|System: X360, PS3, Wii, PC||Review Rating Legend|
|Dev: LucasArts||1.0 - 1.9 = Avoid||4.0 - 4.4 = Great|
|Pub: LucasArts||2.0 - 2.4 = Poor||4.5 - 4.9 = Must Buy|
|Release: October 26, 2010||2.5 - 2.9 = Average||5.0 = The Best|
|Players: 1||3.0 - 3.4 = Fair|
|ESRB Rating: Teen||3.5 - 3.9 = Good|
by Amanda L. Kondolojy
The Force Unleashed was a rare title when it was released in 2008. Instead of going the usual route and giving fans a mediocre story with a predictable cliffhanger ending, the game told a solid story that had a beginning, middle, and end. Though the ending is somewhat tragic (spoiler alert: Starkiller kicks the Jedi bucket in the "official" ending), it fit with the Star Wars canon overall and made for an entertaining one-shot in set before the original trilogy.
However, when the title sold extremely well (to the tune of seven million units), it seems LucasArts got the sequel itch. While The Force Unleased II definitely improves upon The Force Unleashed's gameplay, the sequel's ham-fisted plot really hampers the game's overall effectiveness, and those who were pleasantly surprised by the quality of the first game will be disturbed by some of the wrong turns made in the sequel.
I won't spoil the game's entire plot for you, but the first five minutes really tell you all you need to know about how the rest of the story is going to go. Darth Vader struts in to frame and looks upon a shacked Starkiller clone, who is given some congratulations, since he made it past fourteen days without going crazy. Once unshackled, our clone protagonist wants to see the girl of his dreams (no, really). When Darth Vader summons a Juno-bot for cloned Starkiller to kill (to conquer his mushy-gushy feelings), he refuses. At this point, his clone senses (no, really) tell him that Vader is about to kill him and try again with another clone. Fortunately, this clone is smart and jumps out the window and goes into a super-force freefall, crushing structures and tie fighters along the way. And it is here where our adventure beings.

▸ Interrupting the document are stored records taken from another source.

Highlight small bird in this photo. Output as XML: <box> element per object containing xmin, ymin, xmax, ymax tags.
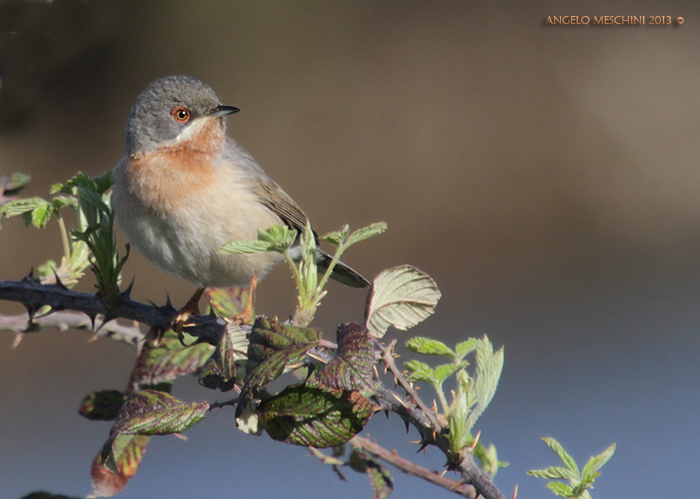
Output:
<box><xmin>112</xmin><ymin>76</ymin><xmax>369</xmax><ymax>327</ymax></box>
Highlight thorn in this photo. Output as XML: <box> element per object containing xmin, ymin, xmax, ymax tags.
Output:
<box><xmin>51</xmin><ymin>267</ymin><xmax>68</xmax><ymax>291</ymax></box>
<box><xmin>22</xmin><ymin>267</ymin><xmax>40</xmax><ymax>284</ymax></box>
<box><xmin>469</xmin><ymin>430</ymin><xmax>481</xmax><ymax>451</ymax></box>
<box><xmin>392</xmin><ymin>393</ymin><xmax>408</xmax><ymax>409</ymax></box>
<box><xmin>10</xmin><ymin>333</ymin><xmax>24</xmax><ymax>350</ymax></box>
<box><xmin>121</xmin><ymin>276</ymin><xmax>136</xmax><ymax>300</ymax></box>
<box><xmin>86</xmin><ymin>314</ymin><xmax>97</xmax><ymax>331</ymax></box>
<box><xmin>22</xmin><ymin>303</ymin><xmax>38</xmax><ymax>324</ymax></box>
<box><xmin>32</xmin><ymin>308</ymin><xmax>57</xmax><ymax>320</ymax></box>
<box><xmin>95</xmin><ymin>314</ymin><xmax>116</xmax><ymax>333</ymax></box>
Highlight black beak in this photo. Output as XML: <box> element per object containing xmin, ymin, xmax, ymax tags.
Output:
<box><xmin>209</xmin><ymin>106</ymin><xmax>240</xmax><ymax>118</ymax></box>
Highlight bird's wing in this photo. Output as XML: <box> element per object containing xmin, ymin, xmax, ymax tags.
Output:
<box><xmin>254</xmin><ymin>177</ymin><xmax>315</xmax><ymax>236</ymax></box>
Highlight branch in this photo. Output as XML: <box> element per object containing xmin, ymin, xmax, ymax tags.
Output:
<box><xmin>0</xmin><ymin>276</ymin><xmax>226</xmax><ymax>345</ymax></box>
<box><xmin>375</xmin><ymin>341</ymin><xmax>505</xmax><ymax>499</ymax></box>
<box><xmin>349</xmin><ymin>435</ymin><xmax>476</xmax><ymax>498</ymax></box>
<box><xmin>0</xmin><ymin>311</ymin><xmax>144</xmax><ymax>347</ymax></box>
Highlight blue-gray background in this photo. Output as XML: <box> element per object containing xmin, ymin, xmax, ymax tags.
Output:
<box><xmin>0</xmin><ymin>1</ymin><xmax>700</xmax><ymax>499</ymax></box>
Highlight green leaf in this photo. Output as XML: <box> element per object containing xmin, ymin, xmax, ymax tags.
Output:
<box><xmin>78</xmin><ymin>390</ymin><xmax>124</xmax><ymax>421</ymax></box>
<box><xmin>469</xmin><ymin>335</ymin><xmax>503</xmax><ymax>429</ymax></box>
<box><xmin>365</xmin><ymin>265</ymin><xmax>441</xmax><ymax>338</ymax></box>
<box><xmin>3</xmin><ymin>173</ymin><xmax>31</xmax><ymax>193</ymax></box>
<box><xmin>547</xmin><ymin>482</ymin><xmax>575</xmax><ymax>497</ymax></box>
<box><xmin>258</xmin><ymin>385</ymin><xmax>374</xmax><ymax>449</ymax></box>
<box><xmin>527</xmin><ymin>466</ymin><xmax>579</xmax><ymax>480</ymax></box>
<box><xmin>404</xmin><ymin>359</ymin><xmax>435</xmax><ymax>383</ymax></box>
<box><xmin>541</xmin><ymin>437</ymin><xmax>580</xmax><ymax>477</ymax></box>
<box><xmin>206</xmin><ymin>286</ymin><xmax>250</xmax><ymax>319</ymax></box>
<box><xmin>435</xmin><ymin>362</ymin><xmax>469</xmax><ymax>384</ymax></box>
<box><xmin>348</xmin><ymin>449</ymin><xmax>394</xmax><ymax>499</ymax></box>
<box><xmin>315</xmin><ymin>324</ymin><xmax>375</xmax><ymax>396</ymax></box>
<box><xmin>219</xmin><ymin>225</ymin><xmax>296</xmax><ymax>255</ymax></box>
<box><xmin>455</xmin><ymin>338</ymin><xmax>479</xmax><ymax>360</ymax></box>
<box><xmin>320</xmin><ymin>225</ymin><xmax>350</xmax><ymax>246</ymax></box>
<box><xmin>130</xmin><ymin>330</ymin><xmax>215</xmax><ymax>387</ymax></box>
<box><xmin>87</xmin><ymin>435</ymin><xmax>151</xmax><ymax>497</ymax></box>
<box><xmin>114</xmin><ymin>389</ymin><xmax>209</xmax><ymax>435</ymax></box>
<box><xmin>199</xmin><ymin>322</ymin><xmax>248</xmax><ymax>392</ymax></box>
<box><xmin>581</xmin><ymin>444</ymin><xmax>617</xmax><ymax>480</ymax></box>
<box><xmin>406</xmin><ymin>336</ymin><xmax>455</xmax><ymax>359</ymax></box>
<box><xmin>236</xmin><ymin>317</ymin><xmax>321</xmax><ymax>418</ymax></box>
<box><xmin>0</xmin><ymin>197</ymin><xmax>50</xmax><ymax>221</ymax></box>
<box><xmin>219</xmin><ymin>240</ymin><xmax>284</xmax><ymax>255</ymax></box>
<box><xmin>345</xmin><ymin>222</ymin><xmax>387</xmax><ymax>246</ymax></box>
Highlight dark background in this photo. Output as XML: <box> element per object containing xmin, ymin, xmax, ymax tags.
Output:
<box><xmin>0</xmin><ymin>0</ymin><xmax>700</xmax><ymax>499</ymax></box>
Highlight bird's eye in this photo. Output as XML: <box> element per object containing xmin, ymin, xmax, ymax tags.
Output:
<box><xmin>170</xmin><ymin>107</ymin><xmax>191</xmax><ymax>123</ymax></box>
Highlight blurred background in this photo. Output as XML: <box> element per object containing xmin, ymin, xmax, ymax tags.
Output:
<box><xmin>0</xmin><ymin>0</ymin><xmax>700</xmax><ymax>499</ymax></box>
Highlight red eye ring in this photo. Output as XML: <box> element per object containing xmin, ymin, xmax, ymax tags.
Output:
<box><xmin>170</xmin><ymin>106</ymin><xmax>191</xmax><ymax>123</ymax></box>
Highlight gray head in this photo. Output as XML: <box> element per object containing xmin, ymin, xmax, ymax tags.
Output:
<box><xmin>125</xmin><ymin>75</ymin><xmax>238</xmax><ymax>155</ymax></box>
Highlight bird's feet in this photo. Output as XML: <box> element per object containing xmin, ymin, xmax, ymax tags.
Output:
<box><xmin>232</xmin><ymin>276</ymin><xmax>258</xmax><ymax>324</ymax></box>
<box><xmin>172</xmin><ymin>288</ymin><xmax>204</xmax><ymax>342</ymax></box>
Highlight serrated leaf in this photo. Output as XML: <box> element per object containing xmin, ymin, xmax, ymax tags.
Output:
<box><xmin>541</xmin><ymin>437</ymin><xmax>580</xmax><ymax>477</ymax></box>
<box><xmin>345</xmin><ymin>222</ymin><xmax>387</xmax><ymax>246</ymax></box>
<box><xmin>581</xmin><ymin>444</ymin><xmax>617</xmax><ymax>480</ymax></box>
<box><xmin>219</xmin><ymin>240</ymin><xmax>284</xmax><ymax>255</ymax></box>
<box><xmin>219</xmin><ymin>225</ymin><xmax>296</xmax><ymax>255</ymax></box>
<box><xmin>434</xmin><ymin>362</ymin><xmax>469</xmax><ymax>384</ymax></box>
<box><xmin>199</xmin><ymin>322</ymin><xmax>248</xmax><ymax>392</ymax></box>
<box><xmin>365</xmin><ymin>265</ymin><xmax>441</xmax><ymax>338</ymax></box>
<box><xmin>527</xmin><ymin>466</ymin><xmax>578</xmax><ymax>480</ymax></box>
<box><xmin>130</xmin><ymin>331</ymin><xmax>215</xmax><ymax>387</ymax></box>
<box><xmin>258</xmin><ymin>385</ymin><xmax>374</xmax><ymax>449</ymax></box>
<box><xmin>4</xmin><ymin>173</ymin><xmax>32</xmax><ymax>191</ymax></box>
<box><xmin>78</xmin><ymin>390</ymin><xmax>124</xmax><ymax>421</ymax></box>
<box><xmin>348</xmin><ymin>449</ymin><xmax>394</xmax><ymax>499</ymax></box>
<box><xmin>455</xmin><ymin>338</ymin><xmax>479</xmax><ymax>360</ymax></box>
<box><xmin>404</xmin><ymin>359</ymin><xmax>435</xmax><ymax>383</ymax></box>
<box><xmin>246</xmin><ymin>317</ymin><xmax>321</xmax><ymax>371</ymax></box>
<box><xmin>320</xmin><ymin>225</ymin><xmax>350</xmax><ymax>246</ymax></box>
<box><xmin>113</xmin><ymin>389</ymin><xmax>209</xmax><ymax>435</ymax></box>
<box><xmin>87</xmin><ymin>435</ymin><xmax>151</xmax><ymax>497</ymax></box>
<box><xmin>547</xmin><ymin>482</ymin><xmax>573</xmax><ymax>497</ymax></box>
<box><xmin>315</xmin><ymin>323</ymin><xmax>375</xmax><ymax>396</ymax></box>
<box><xmin>0</xmin><ymin>197</ymin><xmax>50</xmax><ymax>220</ymax></box>
<box><xmin>470</xmin><ymin>335</ymin><xmax>503</xmax><ymax>425</ymax></box>
<box><xmin>406</xmin><ymin>336</ymin><xmax>455</xmax><ymax>359</ymax></box>
<box><xmin>206</xmin><ymin>286</ymin><xmax>250</xmax><ymax>319</ymax></box>
<box><xmin>236</xmin><ymin>317</ymin><xmax>321</xmax><ymax>417</ymax></box>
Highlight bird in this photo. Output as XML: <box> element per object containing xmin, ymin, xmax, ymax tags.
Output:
<box><xmin>111</xmin><ymin>75</ymin><xmax>370</xmax><ymax>324</ymax></box>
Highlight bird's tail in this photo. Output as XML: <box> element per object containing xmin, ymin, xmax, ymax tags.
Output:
<box><xmin>316</xmin><ymin>250</ymin><xmax>370</xmax><ymax>288</ymax></box>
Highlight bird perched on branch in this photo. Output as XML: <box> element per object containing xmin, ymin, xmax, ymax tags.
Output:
<box><xmin>112</xmin><ymin>76</ymin><xmax>369</xmax><ymax>327</ymax></box>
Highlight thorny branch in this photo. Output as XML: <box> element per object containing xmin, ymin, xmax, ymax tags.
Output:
<box><xmin>376</xmin><ymin>341</ymin><xmax>505</xmax><ymax>499</ymax></box>
<box><xmin>0</xmin><ymin>275</ymin><xmax>505</xmax><ymax>499</ymax></box>
<box><xmin>348</xmin><ymin>435</ymin><xmax>476</xmax><ymax>499</ymax></box>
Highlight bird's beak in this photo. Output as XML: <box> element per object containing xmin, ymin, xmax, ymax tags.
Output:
<box><xmin>209</xmin><ymin>106</ymin><xmax>240</xmax><ymax>118</ymax></box>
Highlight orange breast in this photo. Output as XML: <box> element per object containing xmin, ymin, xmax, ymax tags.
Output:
<box><xmin>126</xmin><ymin>119</ymin><xmax>225</xmax><ymax>214</ymax></box>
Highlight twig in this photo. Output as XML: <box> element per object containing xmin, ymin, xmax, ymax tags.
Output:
<box><xmin>0</xmin><ymin>311</ymin><xmax>144</xmax><ymax>345</ymax></box>
<box><xmin>0</xmin><ymin>279</ymin><xmax>226</xmax><ymax>345</ymax></box>
<box><xmin>375</xmin><ymin>340</ymin><xmax>505</xmax><ymax>499</ymax></box>
<box><xmin>377</xmin><ymin>340</ymin><xmax>443</xmax><ymax>432</ymax></box>
<box><xmin>349</xmin><ymin>435</ymin><xmax>476</xmax><ymax>498</ymax></box>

If this sounds awesome to you, then you'll really appreciate the plot developments from here. If this sounds a little cheesy to you, I'm sorry. It does get worse. Though there are some interesting moments (as well as some interesting cameos), the story is weak overall. Normally I wouldn't complain so terribly about a weak story (a paper-thin plot in a video game isn't always a criminal offense), but it is particularly disappointing in this case because the original's storyline was so good. I really liked Starkiller's character, and it was one of the last remaining things in the Star Wars universe that didn't feel done to death. But now with infinite clones and all sorts of shoehorned plot points injected in (along with the requisite cliffhanger at the ending), The Force Unleashed II starts feeling like every other sequel-ready franchise, which is a shame.

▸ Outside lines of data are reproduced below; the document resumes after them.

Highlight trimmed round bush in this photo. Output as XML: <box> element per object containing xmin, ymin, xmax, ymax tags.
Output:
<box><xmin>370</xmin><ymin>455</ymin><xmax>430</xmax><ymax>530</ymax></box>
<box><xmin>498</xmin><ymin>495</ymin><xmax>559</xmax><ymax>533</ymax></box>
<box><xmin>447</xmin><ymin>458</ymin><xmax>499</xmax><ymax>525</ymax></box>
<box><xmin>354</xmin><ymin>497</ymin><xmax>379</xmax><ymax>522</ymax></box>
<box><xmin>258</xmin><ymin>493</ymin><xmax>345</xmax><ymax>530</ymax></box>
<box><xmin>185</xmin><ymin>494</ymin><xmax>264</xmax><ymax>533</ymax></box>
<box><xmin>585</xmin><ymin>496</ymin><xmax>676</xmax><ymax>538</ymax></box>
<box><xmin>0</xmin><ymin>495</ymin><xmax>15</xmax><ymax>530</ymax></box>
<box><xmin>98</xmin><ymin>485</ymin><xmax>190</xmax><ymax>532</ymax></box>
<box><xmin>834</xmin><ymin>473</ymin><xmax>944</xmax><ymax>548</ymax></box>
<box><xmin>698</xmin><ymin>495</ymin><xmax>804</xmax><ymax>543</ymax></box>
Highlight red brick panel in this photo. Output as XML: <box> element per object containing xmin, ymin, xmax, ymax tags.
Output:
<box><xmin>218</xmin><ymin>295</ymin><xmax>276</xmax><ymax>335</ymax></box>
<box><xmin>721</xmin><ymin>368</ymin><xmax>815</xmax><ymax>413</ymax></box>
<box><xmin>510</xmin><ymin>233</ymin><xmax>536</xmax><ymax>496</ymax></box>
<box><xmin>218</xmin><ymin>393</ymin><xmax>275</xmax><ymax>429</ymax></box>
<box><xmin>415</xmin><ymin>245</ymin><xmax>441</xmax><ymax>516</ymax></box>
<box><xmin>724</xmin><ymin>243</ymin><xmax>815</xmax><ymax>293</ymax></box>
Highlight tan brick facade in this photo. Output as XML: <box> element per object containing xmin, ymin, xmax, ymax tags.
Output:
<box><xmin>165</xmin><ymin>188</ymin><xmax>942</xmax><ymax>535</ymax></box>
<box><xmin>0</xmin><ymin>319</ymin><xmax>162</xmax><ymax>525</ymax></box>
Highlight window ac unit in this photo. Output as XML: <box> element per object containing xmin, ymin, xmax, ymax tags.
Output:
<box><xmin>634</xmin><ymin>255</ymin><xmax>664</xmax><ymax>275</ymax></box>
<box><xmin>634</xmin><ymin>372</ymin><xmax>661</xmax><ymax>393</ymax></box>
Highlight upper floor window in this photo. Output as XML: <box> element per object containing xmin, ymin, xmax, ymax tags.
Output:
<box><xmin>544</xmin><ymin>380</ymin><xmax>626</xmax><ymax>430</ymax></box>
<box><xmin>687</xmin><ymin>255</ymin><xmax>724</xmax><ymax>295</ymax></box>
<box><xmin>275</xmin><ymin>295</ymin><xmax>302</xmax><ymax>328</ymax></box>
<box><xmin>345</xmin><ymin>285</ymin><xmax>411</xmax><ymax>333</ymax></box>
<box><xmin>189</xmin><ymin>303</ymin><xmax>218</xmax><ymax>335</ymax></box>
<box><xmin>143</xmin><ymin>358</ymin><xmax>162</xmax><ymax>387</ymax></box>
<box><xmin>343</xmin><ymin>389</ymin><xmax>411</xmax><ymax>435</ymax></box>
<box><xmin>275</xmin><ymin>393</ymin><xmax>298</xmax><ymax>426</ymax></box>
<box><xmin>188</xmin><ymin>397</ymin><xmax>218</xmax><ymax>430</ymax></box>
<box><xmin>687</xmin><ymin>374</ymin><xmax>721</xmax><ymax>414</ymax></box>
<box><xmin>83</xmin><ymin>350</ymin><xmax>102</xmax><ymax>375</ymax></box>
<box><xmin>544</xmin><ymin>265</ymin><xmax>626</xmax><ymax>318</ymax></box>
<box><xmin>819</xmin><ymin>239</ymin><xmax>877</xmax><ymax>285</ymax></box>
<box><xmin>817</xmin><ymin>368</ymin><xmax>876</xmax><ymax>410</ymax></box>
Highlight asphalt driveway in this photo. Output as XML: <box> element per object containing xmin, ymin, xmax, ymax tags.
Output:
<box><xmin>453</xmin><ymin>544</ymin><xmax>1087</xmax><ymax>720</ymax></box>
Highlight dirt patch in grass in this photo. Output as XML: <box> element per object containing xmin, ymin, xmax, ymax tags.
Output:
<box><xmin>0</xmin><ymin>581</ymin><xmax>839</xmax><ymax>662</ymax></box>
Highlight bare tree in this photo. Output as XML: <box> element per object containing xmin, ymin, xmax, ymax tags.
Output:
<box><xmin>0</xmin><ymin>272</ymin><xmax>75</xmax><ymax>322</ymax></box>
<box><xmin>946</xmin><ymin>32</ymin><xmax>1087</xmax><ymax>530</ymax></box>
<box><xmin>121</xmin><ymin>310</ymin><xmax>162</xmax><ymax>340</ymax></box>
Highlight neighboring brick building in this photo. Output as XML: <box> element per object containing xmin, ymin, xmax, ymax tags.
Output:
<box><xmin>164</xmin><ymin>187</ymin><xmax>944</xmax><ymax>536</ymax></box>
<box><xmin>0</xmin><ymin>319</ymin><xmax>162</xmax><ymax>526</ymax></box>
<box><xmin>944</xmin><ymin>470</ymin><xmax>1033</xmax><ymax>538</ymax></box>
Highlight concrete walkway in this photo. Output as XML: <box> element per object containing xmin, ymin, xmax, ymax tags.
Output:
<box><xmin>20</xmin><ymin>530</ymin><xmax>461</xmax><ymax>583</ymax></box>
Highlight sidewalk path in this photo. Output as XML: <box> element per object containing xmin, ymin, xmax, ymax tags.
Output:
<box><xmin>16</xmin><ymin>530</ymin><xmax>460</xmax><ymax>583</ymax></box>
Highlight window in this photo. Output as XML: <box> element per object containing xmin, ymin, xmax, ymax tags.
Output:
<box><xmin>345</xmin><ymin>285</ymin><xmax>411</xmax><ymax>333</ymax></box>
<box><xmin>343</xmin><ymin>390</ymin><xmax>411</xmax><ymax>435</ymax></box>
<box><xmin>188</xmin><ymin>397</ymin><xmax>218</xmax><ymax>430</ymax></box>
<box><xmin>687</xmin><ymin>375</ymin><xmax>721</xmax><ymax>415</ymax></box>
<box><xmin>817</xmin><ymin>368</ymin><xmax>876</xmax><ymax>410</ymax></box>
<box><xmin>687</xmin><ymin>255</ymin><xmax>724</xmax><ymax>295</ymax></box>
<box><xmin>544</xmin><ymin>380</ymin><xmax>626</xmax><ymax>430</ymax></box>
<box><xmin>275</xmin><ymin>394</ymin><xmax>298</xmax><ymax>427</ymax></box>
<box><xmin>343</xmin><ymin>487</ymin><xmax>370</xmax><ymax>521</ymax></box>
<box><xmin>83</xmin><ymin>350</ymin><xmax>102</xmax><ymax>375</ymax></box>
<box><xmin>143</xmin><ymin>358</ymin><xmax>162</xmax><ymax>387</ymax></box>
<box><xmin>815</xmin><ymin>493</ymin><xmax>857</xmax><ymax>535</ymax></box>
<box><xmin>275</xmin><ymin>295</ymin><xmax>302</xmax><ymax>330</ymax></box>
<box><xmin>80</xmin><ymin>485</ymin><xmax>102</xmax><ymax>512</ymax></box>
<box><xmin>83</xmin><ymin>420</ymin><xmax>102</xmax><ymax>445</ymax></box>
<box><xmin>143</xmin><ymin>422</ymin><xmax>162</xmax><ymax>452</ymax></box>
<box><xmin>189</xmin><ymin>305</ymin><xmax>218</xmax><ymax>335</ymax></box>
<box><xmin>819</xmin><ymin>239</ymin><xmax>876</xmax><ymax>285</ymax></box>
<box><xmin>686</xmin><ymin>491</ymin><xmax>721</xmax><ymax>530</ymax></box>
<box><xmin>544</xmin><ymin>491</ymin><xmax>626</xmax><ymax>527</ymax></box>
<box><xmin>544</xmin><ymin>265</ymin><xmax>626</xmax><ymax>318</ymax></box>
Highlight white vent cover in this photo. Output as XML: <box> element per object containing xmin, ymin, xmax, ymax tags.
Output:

But enough about the story. Let's talk about what The Force Unleased II gets right: gameplay. Even if you don't care at all for Star Wars, you couldn't deny that the combat system in The Force Unleashed was a ridiculous amount of fun. Force-pushing, electrocuting, and tossing enemies around each stage proved to make for awesome gameplay mechanics, and I'm happy to say the formula holds up well here. There have been some improvements to the combat system, including new upgrade paths and better force meter management. You'll also be privy to some new powers, the most notable of which is a Jedi mind trick that makes enemies either commit suicide or turn on each other. Though not practical in every instance, this power certainly makes for some humorous moments when used. Another change to the battle system comes in the form of revamped lightsaber dueling. For some reason, Darth Vader thought it would be a good idea to give cloned Starkiller two lightsabers (no reason is ever given for this...maybe he just had a spare?), but this actually works out rather well for the player, as lightsaber combat is much quicker and more fluid with the dual wielding. Blocking and counterattacking is also a lot easier with the more powerful lightsabers, which is definitely handy when you are facing a level filled with AT-STs firing rockets constantly at you.